Two Are Better Than One (Ecclesiastes 4:7-16)

"… woe to him who is alone when he falls" (Eccl. 4:10).

Aristotle once wrote, “Whosoever delights in solitude is either a wild beast or a god.” Commenting on Aristotle, Francis Bacon said, “To man—such as man is—friendship is indispensable to happiness; and that one, who has no need, and feels no need of it, must be either much above human nature or much below it.”

As Solomon surveys the vanity of the world, he observes that the weariness of life is much relieved by friendship. “Two are better than one because they have a good reward for their labor” (Eccl. 4:9). In the beginning God declared that it is not good for man to be alone. If this was so in paradise, how much more after the Fall? Whether we admit it or not, each of us needs encouragement, prayer, correction, and comfort. Jesus did not send His disciples into the world alone, but He sent them in pairs. Neither should we seek to maneuver through the swirling currents of life alone.

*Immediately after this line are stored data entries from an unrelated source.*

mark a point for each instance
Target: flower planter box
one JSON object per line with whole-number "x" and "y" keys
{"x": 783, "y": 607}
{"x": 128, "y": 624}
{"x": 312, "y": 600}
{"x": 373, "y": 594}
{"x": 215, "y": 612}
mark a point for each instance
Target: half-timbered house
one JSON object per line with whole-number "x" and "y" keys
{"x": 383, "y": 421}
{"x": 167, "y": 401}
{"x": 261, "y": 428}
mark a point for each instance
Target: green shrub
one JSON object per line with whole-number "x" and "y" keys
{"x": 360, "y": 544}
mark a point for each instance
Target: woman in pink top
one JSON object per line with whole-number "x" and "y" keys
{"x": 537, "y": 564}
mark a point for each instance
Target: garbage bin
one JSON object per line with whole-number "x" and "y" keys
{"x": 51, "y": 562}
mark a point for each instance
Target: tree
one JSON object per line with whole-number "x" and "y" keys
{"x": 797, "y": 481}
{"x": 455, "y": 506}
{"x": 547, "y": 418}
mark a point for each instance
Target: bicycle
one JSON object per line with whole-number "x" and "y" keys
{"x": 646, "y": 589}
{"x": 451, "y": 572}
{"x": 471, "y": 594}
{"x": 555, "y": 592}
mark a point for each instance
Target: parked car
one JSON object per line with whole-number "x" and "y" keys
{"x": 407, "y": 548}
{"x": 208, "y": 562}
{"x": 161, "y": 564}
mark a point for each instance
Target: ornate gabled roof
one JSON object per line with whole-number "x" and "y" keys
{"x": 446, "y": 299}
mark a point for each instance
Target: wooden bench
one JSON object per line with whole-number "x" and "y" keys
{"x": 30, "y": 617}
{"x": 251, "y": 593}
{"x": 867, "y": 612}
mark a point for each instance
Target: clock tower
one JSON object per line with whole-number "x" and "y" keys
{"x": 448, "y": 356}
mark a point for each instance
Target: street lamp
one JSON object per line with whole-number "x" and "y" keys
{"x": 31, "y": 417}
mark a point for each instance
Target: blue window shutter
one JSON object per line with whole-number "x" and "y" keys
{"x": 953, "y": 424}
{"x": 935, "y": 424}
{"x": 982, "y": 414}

Charles Bridges said this principle is especially true for the Christian. He reminds us that “the most lively [Christian] left alone is in danger of waxing cold in selfishness.… This principle also rebukes the religious solitaire—that isolated being, who belongs to no church because no church is perfect enough for him.… Surely it is better to belong to an imperfect (not heretical) church, than to none; better to ‘continue steadfastly in the Apostles’ doctrine and fellowship, and in breaking of bread, and in prayers’ (Acts 2:42); not only ‘first giving up our own selves to the Lord,’ but ‘unto’ the whole body of the church ‘by the will of God’ (2 Cor. 8:5) … Each of us has something to impart, to prevent discouragement—to receive, to teach us humility. The receiver is united to the giver by gratitude—the giver to the receiver by tender compassion.

“Oh! let us ponder well the deep responsibility of our social obligations. Are we discharging them as unto the Lord—for the honor of His name, and for the edifying and increase of His church? Did we but pray for each other as we ought, what a brotherhood would the family of man be! The time is short. Opportunities are passing away. Happy are those, who have been fellow-helpers upon earth! They shall rejoice before their gracious Lord with joy unspeakable—uninterrupted—without abatement—without end.”

Do you like to fellowship with God’s people? If not, think about why that is. What does God have to say about your need for friendship? Read 1 John 4:7–21. What does this passage say about how a Christian should treat his brother in Christ? Do you have the kind of love for others as is described in this passage? How do you show it?